The researchers showed that actin filaments and microtubules, structural elements that traverse cells like the ribs of an umbrella, could function as conduits for the spread of biochemical signals. Indeed, when Wang disrupted either actin filaments or microtubules in his test cells, the activation signal no longer spread across the cell. These results suggest that the activation of Src traverses these filamentous structures.
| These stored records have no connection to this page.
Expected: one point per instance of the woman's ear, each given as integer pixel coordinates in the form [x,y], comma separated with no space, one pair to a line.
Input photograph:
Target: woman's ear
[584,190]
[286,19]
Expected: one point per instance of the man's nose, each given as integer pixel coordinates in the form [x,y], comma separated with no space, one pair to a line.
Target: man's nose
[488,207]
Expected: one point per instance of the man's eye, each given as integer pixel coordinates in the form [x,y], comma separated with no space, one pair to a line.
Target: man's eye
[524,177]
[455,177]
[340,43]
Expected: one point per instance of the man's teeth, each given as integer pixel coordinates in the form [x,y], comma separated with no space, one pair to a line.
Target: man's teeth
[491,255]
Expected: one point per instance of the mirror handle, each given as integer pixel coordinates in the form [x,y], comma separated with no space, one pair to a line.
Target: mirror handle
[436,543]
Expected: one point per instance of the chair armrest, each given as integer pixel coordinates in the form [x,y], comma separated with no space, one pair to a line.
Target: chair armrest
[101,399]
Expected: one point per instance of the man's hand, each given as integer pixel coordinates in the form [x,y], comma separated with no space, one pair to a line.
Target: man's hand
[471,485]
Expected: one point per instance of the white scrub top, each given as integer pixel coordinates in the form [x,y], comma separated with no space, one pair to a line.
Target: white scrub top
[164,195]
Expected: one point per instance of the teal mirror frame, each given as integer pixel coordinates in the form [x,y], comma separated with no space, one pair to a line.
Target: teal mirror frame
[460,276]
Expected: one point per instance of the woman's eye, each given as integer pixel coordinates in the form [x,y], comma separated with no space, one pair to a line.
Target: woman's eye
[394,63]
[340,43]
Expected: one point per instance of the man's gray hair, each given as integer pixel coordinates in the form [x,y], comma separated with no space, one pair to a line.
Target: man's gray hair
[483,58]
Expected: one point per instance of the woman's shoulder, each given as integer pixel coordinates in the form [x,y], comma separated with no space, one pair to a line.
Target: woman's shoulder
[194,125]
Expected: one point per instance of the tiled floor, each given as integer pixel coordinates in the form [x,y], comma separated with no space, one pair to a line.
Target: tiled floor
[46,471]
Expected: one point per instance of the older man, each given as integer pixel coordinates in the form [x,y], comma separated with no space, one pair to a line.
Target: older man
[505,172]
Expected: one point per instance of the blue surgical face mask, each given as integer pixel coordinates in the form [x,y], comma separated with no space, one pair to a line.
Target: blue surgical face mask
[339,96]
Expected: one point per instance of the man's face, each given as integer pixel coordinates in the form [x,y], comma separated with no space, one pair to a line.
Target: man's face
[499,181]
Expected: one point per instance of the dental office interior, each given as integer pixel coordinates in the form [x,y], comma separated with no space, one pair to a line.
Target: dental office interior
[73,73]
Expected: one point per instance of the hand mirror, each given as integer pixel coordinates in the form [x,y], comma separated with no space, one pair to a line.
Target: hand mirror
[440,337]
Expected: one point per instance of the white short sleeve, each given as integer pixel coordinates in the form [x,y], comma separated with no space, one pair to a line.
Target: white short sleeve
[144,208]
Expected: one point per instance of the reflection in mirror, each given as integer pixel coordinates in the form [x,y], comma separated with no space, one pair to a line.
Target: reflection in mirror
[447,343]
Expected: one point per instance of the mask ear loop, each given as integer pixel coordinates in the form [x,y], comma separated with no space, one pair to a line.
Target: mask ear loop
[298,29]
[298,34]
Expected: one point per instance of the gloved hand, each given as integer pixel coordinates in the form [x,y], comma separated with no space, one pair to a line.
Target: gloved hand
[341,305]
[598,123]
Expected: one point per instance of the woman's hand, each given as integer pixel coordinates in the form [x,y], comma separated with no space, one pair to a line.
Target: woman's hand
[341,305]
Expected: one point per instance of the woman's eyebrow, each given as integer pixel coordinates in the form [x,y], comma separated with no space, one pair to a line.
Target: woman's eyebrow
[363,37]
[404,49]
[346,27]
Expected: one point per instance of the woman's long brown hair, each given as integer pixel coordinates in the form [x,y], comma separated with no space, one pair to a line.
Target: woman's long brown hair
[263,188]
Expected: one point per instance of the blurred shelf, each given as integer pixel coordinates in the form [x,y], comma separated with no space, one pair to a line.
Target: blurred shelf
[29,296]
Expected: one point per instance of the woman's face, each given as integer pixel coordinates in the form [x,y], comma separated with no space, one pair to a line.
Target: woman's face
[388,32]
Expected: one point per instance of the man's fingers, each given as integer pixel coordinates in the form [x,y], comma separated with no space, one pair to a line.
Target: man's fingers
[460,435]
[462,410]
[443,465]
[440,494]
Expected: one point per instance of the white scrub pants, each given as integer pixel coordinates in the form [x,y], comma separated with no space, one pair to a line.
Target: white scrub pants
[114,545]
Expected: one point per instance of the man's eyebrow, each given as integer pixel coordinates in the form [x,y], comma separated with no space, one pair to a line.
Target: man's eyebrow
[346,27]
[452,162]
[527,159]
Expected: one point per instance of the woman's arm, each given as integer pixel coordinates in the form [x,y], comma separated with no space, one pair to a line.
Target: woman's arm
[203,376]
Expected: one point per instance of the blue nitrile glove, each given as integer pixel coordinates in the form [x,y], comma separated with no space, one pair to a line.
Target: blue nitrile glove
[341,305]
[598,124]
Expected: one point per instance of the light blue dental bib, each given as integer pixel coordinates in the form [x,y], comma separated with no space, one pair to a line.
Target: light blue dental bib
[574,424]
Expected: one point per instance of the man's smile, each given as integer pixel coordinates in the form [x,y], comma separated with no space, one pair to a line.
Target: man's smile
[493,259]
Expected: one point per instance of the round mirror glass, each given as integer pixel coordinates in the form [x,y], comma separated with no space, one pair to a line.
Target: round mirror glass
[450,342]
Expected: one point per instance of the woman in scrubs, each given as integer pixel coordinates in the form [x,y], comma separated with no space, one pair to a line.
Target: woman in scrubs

Source: University of California - San Diego

    美国加州大学的圣地亚哥分校（UCSD）及欧文分校的研究人员首次视频捕获到响应微小机械尖刺穿过人类细胞的化学信号，它们就像鹅卵石投入池塘中激起的波纹。他们的研究论文发表在2005年4月21日的《自然》杂志上，论文主要作者是UCSD雅各布斯工程学院的博士后研究员Peter Wang。

    UCSD雅各布斯工程学院生物工程系的研人员开发了一种新的分子“报道”系统，这种系统能动态显示Src蛋白质激活情况。Wang花了两年时间使报道分子能够仅在Src而非其他蛋白质被激活时才发出指示。

    Wang及其同事首先证明新系统能有效显示响应一种已知的化学刺激物――表皮生长因子的Src激活的情况。然后，他们研究了机械刺激对Src激活的效果。采用加州大学欧文分校贝克曼激光研究所研制出来的技术，Wang和另一位博士后研究员Elliott Botvinick将一些粘性小珠, 固定在细胞上，然后利用激光源（无形的“镊子”）来回拉动这些小珠。当激光镊子使这些小珠朝一个方向移动时，固定在一个专用显微镜上的摄像头就会拍摄下生化信号朝着相反方向的动态移动，其移动方式具有荧光的特征。因此，采用荧光共振能量转移（FRET）技术，就有可能实现高空间分辩率和高瞬时清晰度。

    Wang说，当他们第一次看见这些不可思议的波纹穿越细胞扩散开来时，真是觉得太奇妙了，他们根本没想到会看见从小珠发散出来的定向波纹。

    Src是一种激酶，它将磷酸盐分子固定到细胞内的一个或多个目标蛋白质上（称为“磷酸化”），从而激活目标蛋白质。如果激酶基因变异或不能正常磷酸化其目标，或激酶过于活跃，或激酶不够活跃时，都会导致多种疾病。事实上，Src在细胞生长发育，以及癌症、动脉硬化及其他许多疾病的产生中都起到重要作用。

    论文另一作者Chien说，这一衡量Src活性的可视化技术可用于许多癌症的诊断。细胞通常严格控制Src的活性，但是，在某些癌症情况下，Src的活性异常高。Chien和Wang已获得将这一可视化新技术作为癌症诊断工具来商业化的基金。

    这些研究人员还发现，肌纤蛋白丝和微管（横贯细胞的结构部件，就好象雨伞的伞骨）可充当生化信号的传播导管。Wang发现，当他打断试验细胞中的肌纤蛋白丝或微管时，激活信号就不再穿越细胞扩散。这说明Src激活横穿了这些纤维结构。